Image of the SLS rocket ready for launch

Nasa moon rocket and capsule launch delayed to 2019

Image credit: NASA

The launch of a $23 billion rocket due to fly around the moon and eventually help put humans on Mars has been delayed until 2019, according to a recent Nasa announcement.

Nasa had planned to launch its Space Launch System (SLS) rocket in November 2018 from the Kennedy Space Center, Florida.

The SLS program is a constituent of Nasa’s deep-space exploration plans. Designed to be the most powerful rocket ever built, the SLS rocket would replace the retired Space Shuttle and take Nasa astronauts further into space than ever before. Its planned functions include sending the deep-space Orion capsule into high lunar orbit and eventually helping to send astronauts and equipment to Mars.

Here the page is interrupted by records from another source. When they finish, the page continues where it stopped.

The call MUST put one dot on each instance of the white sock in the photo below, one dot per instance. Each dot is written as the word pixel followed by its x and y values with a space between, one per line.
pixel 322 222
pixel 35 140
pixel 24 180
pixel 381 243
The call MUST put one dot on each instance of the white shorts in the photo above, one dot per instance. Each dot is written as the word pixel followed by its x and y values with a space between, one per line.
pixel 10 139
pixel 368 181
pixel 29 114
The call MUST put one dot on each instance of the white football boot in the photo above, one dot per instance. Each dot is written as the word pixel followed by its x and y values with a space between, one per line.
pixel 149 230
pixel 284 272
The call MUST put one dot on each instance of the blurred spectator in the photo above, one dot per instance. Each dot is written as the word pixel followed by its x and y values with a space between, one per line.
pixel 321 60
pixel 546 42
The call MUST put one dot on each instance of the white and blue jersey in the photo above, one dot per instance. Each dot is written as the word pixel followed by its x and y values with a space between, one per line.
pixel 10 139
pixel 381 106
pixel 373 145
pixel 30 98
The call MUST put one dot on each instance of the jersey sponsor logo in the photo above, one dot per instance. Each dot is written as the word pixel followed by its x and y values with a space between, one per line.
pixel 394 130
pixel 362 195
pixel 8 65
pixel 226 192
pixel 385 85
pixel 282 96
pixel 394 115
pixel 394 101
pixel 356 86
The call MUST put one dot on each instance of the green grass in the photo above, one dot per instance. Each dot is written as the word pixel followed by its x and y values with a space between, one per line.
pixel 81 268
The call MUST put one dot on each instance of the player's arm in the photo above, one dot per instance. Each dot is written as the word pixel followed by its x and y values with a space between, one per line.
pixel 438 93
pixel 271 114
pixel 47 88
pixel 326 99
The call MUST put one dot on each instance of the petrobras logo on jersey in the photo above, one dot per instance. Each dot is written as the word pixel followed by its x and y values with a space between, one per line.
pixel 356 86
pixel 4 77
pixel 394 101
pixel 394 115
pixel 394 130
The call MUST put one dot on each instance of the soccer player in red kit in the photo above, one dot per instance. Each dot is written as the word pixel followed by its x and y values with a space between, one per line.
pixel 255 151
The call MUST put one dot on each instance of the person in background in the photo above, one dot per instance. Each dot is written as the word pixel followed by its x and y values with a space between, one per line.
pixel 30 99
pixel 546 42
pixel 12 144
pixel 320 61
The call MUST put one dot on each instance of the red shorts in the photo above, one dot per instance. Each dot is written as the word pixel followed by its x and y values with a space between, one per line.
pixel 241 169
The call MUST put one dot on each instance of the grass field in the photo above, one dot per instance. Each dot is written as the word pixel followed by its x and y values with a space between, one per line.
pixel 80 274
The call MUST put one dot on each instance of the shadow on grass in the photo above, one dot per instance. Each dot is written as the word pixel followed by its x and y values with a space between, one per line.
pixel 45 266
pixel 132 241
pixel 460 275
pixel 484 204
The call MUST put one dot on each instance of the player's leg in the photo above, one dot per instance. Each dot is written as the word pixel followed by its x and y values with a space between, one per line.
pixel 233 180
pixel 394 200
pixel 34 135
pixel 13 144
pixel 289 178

In September 2011, it was announced that the SLS program had an estimated development cost of $18 billion through 2017. Some organisations, including The Planetary Society and the Space Frontier Foundation, argued that the program was unnecessarily expensive and would consume the funds available for other space exploration projects.

By September 2018, Nasa will have spent $23 billion on the rocket, capsule, launch site and support systems, according to an audit by Nasa’s Office of Inspector General. A further $9 billion was spent on the shelved Constellation lunar exploration program, which aimed to put astronauts back on the moon by 2020.

At the suggestion of US President Donald Trump’s administration, Nasa began reviewing the implications of adding a two-person crew for the rocket’s trial flight.

However, Robert M. Lightwood Jr., the agency’s acting administrator announced that it would be more appropriate to wait until a second flight before manning the spacecraft. Installing systems to support a live crew could cost up to $900 million more and would likely delay the flight until 2020, Lightwood said.

Nasa’s research “really reaffirmed that the baseline plan we have in place was the best way for us to go,” he added during a conference call.

Even without a crew, the rocket will not be ready for its first launch until 2019, with a second flight expected after 2021, said William H Gerstenmaier, Nasa’s associate administrator. Delays to the program are largely due to technical issues relating to the development of the rocket and Orion, as well as tornado damage to the rocket’s manufacturing plant in New Orleans.

“We’re really building a system,” said Gerstenmaier. “It is much, much more than one flight.”

The SLS rocket incorporates engines left over from the space shuttle program and shuttle-derived solid rocket boosters. It will have the capacity to put 70 tonnes into orbit around Earth, with later versions expected to carry nearly twice that load.

A more detailed timeframe for the SLS program is expected within the next month.